サトウキビが砂糖になる成分まで全て味わいに生かされる、しかし世界で最も生産コストのかかる、とても贅沢な製法と言えます。

(サトウキビジュースの価格はモラセスの約10倍にもなります)

サトウキビは刈り取った瞬間からすぐに、加水分解やバクテリア発酵が始まるため、収穫後、すぐに蒸留所へ運ばれ圧搾されます。したがって、栽培地の近くでのみ可能な製法であり、また、サトウキビの収穫時期以外、製造は行えないということになります。

世界的にみてもアグリコール製法によって製造されたラム酒は、総生産量の3%ほどで、マルティニーク、グアドループ、インド洋レユニオンなどのフランスの海外県が主な生産地で、そのほとんどがAOCの規定に従っています。その他にはカリブ海にあるハイチ共和国、 日本の南大東島。現在はこれらの地域のみでアグリコールラムが造られています。

ラム酒の種類_風味による区分け

ライトラム

【主な産地】:キューバ、プエルトリコ

【味の特徴】:柔らかな風味と繊細な味わいはカクテルベースに最適。

インダストリアル製法で、モラセスと水を混ぜ純粋酵母醗酵させて醸造酒を作り、連続式蒸留器で蒸溜。内面を焦がしていないホワイトオーク樽、またはステンレスタンクで短期間熟成されます。

樽熟成のままの状態 → ゴールドラム

熟成後、活性炭でろ過 → ホワイト・ラム

ヘビー・ラム

【主な産地】:ジャマイカ、ガイアナ、トリニダード・トバコ

【味の特徴】:独特の強い香りと味を持りち、ときにバーボンや辛口ブランデーと間違えられる銘柄も。

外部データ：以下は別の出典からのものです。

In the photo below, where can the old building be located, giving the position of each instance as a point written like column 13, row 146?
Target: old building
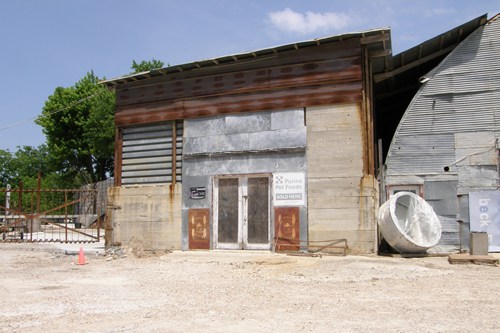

モラセスを自然発酵させて単式蒸留器で蒸留します。蒸留前に、バガスと呼ばれるサトウキビ搾汁後の残渣や、ダンダーという前回蒸留したときの残液を加えることもあります。

単式蒸留器を使用することもあって、エタノール以外の副生成分を多く含み、風味が豊かで濃色。そのためダークラムの分類に入ることもあります。琥珀色を出したいがゆえに、カラメルを添加している銘柄もあります。

蒸留後に、内面を焦がしたオーク樽やバーボン樽で熟成。熟成期間は3年以上。

ミディアム・ラム

【主な産地】:マルティニーク島、グアドループ島

【味の特徴】:風味と香りが豊かながらも、ヘビーラムほどの強い個性はなく、控えめです。

モラセスを水で薄めて自然発酵させて醸造酒を造り蒸留するが、銘柄によって連続式蒸留器と単式蒸留器が使い分けられている。

また、もう一つの製法として、ヘビータイプとライトタイプのラムをブレンドする方法があります。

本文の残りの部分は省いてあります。